We evaluate the quality of our CoNNear based sound processors by comparing three conditions: unprocessed audio, noise reduction (NR), and CoNNearOHC. The CoNNearOHC processor compensates for a high frequency sloping audiogram, characterized by hearing thresholds of 5 dB HL below 1 kHz and 35 dB HL at 8 kHz. Processed audio samples can be found at the bottom of this page, and the objective evaluation is shown in the figure below. We assessed how well each processing condition restores the cochlear response of a hearing impaired (HI) model toward that of the reference normal hearing (NH) model. In all cases, the same sentence stimulus was used, with the unprocessed condition serving as the HI baseline.

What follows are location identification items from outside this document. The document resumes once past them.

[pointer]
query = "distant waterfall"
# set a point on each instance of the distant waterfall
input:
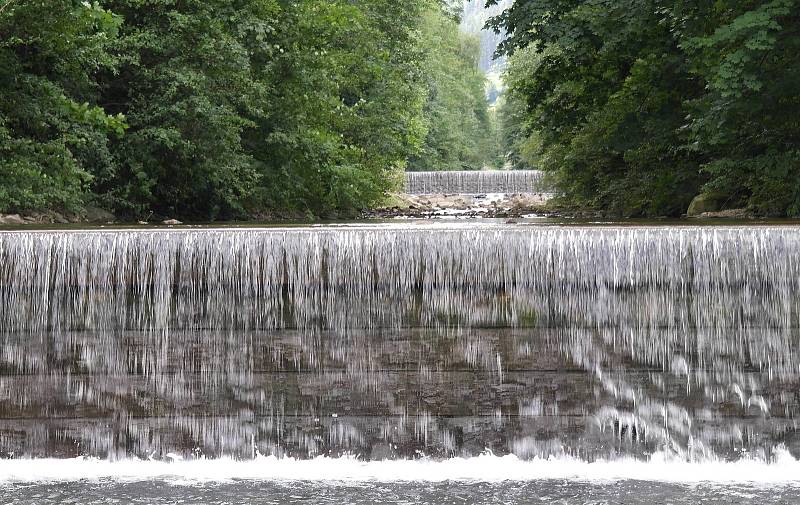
(474, 182)
(390, 341)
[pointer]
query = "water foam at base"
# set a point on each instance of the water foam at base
(485, 468)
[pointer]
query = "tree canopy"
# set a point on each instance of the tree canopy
(220, 109)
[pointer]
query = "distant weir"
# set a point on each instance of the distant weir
(474, 182)
(395, 341)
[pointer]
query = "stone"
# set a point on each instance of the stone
(98, 215)
(11, 219)
(706, 202)
(727, 214)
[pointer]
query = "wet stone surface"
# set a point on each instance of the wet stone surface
(390, 342)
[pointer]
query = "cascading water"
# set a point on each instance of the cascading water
(474, 182)
(391, 341)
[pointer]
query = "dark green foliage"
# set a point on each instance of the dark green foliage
(222, 109)
(636, 106)
(51, 138)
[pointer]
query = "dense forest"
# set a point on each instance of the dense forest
(240, 109)
(226, 109)
(638, 106)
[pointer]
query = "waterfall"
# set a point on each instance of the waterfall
(389, 340)
(474, 182)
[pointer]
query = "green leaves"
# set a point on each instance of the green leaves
(637, 106)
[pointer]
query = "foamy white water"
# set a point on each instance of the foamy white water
(485, 468)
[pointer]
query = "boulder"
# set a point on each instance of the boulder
(706, 202)
(98, 215)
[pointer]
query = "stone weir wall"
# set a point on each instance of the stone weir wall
(474, 182)
(396, 341)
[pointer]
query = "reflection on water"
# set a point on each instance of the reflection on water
(391, 342)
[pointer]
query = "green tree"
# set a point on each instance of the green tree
(637, 106)
(187, 80)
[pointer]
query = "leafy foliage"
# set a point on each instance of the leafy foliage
(459, 127)
(50, 139)
(637, 106)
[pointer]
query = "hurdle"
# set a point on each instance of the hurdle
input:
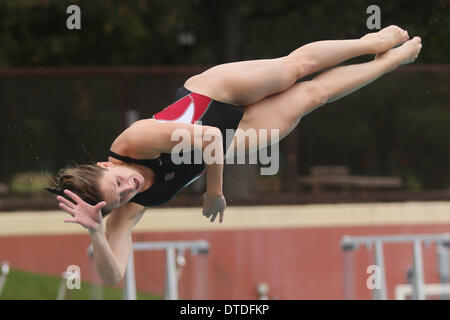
(174, 258)
(349, 244)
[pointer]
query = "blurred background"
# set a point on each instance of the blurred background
(66, 94)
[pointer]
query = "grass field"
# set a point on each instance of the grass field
(21, 285)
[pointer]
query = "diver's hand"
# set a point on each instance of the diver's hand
(90, 217)
(212, 205)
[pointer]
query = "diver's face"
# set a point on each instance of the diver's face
(119, 184)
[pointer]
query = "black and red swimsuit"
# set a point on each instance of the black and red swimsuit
(171, 178)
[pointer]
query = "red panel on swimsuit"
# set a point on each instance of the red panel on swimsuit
(187, 110)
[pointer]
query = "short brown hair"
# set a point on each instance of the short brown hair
(83, 181)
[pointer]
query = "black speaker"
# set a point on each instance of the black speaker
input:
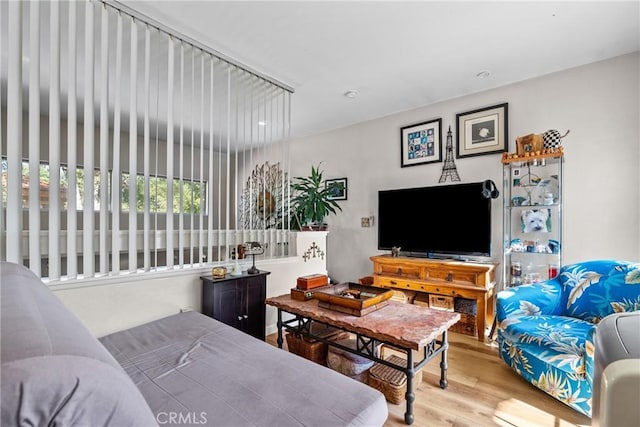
(489, 190)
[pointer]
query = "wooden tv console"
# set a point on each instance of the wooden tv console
(443, 277)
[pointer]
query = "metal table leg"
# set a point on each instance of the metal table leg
(409, 396)
(443, 362)
(279, 325)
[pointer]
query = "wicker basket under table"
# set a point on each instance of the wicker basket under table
(392, 382)
(312, 349)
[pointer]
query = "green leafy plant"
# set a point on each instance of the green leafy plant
(311, 201)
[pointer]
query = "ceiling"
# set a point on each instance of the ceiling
(399, 55)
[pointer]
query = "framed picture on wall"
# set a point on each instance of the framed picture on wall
(337, 188)
(421, 143)
(482, 131)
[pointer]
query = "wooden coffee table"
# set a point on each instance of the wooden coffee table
(407, 327)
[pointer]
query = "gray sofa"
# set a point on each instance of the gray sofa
(186, 369)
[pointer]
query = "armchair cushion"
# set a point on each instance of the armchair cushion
(546, 330)
(596, 289)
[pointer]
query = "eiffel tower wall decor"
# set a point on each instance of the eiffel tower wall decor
(421, 143)
(449, 169)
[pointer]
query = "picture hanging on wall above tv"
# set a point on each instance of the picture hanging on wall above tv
(451, 220)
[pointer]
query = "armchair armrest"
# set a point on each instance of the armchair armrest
(543, 298)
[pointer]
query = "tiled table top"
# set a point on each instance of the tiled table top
(406, 325)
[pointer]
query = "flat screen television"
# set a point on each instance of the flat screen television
(450, 220)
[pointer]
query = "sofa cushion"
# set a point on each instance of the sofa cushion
(554, 340)
(54, 371)
(596, 289)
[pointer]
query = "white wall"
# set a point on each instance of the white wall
(598, 103)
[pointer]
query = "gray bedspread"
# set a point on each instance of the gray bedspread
(194, 370)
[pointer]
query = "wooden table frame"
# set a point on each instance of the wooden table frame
(366, 347)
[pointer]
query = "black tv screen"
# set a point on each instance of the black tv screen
(428, 221)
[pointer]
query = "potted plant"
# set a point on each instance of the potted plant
(311, 201)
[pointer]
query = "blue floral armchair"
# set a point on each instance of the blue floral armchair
(546, 330)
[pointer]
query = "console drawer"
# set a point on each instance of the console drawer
(404, 270)
(449, 275)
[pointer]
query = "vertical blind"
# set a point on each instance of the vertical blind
(137, 149)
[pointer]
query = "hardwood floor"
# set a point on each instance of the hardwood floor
(482, 391)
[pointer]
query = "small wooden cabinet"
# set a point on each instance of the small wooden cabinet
(442, 277)
(237, 301)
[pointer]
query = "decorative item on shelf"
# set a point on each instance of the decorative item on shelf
(536, 221)
(219, 272)
(253, 249)
(489, 190)
(449, 169)
(533, 156)
(552, 138)
(312, 201)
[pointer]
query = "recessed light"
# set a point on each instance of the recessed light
(351, 93)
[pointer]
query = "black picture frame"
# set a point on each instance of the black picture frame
(421, 143)
(482, 131)
(337, 188)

The HI unprocessed response is up to 7 dB lower than the NH response, illustrating how a typical sensorineural hearing loss reduces the root mean square (RMS) energy of speech across cochlear center frequencies.

The coloured lines show how the CoNNear or NAL-NL2 processing alters the RMS energy in the HI cochlear model to compensate for the hearing-damage. When comparing our CoNNear_OHC processing (green) to the NAL-NL2 processing (blue), it can be observed that at CFs higher than 2 kHz, our method is better able to bring the processed output to the NH target. Secondly, the CoNNear processing performs differently when the algorithm is trained to compensate for OHC damage or when it is trained to compensate for a mixture of OHC and CS damage. Compared to the OHC processing, the OHC+CS processing (red) puts more speech energy into the higher frequencies.
Both CoNNear and NAL-NL2 are nonlinear processing schemes, but CoNNear uses an entirely different method for sound processing that is based on a CNN-based end-to-end processing [2]. Even though the CoNNear method is fundamentally different from industry-standard hearing-aid processing, the sound quality of our CoNNear_OHC processing is equally good (or even better) than the NAL-NL2 processing. Our CoNNear sound quality can also be compared to that achieved with a conventional CNN-based method. The specific CNN architecture we adopt for our CoNNear framework has the advantage that it does not suffer from auto-encoder artifacts that trouble other approaches. This demonstrator shows that CoNNear-based methods for hearing-aid signal processing are a viable route to further explore in studies with patients.
[1] Verhulst, S., Altoe, A., & Vasilkov, V. (2018). Computational modeling of the human auditory periphery: Auditory-nerve responses, evoked potentials and hearing loss. Hearing research, 360, 55-75.
[2] Drakopoulos, F., & Verhulst, S. (2023). A neural-network framework for the design of individualised hearing-loss compensation. IEEE/ACM Transactions on Audio, Speech, and Language Processing.
[3] J. S. Garofolo, L. F. Lamel, W. M. Fisher, J. G. Fiscus, and D. S. Pallett (1993) Darpa timit acoustic phonetic continous speech corpus cd-rom. nist speech disc 1-1.1, NASA STI/Recon technical report n, vol. 93, p. 27403
[4] Keidser, G., Dillon, H., Flax, M., Ching, T., & Brewer, S. (2011). The NAL-NL2 prescription procedure. Audiology research, 1(1), e24.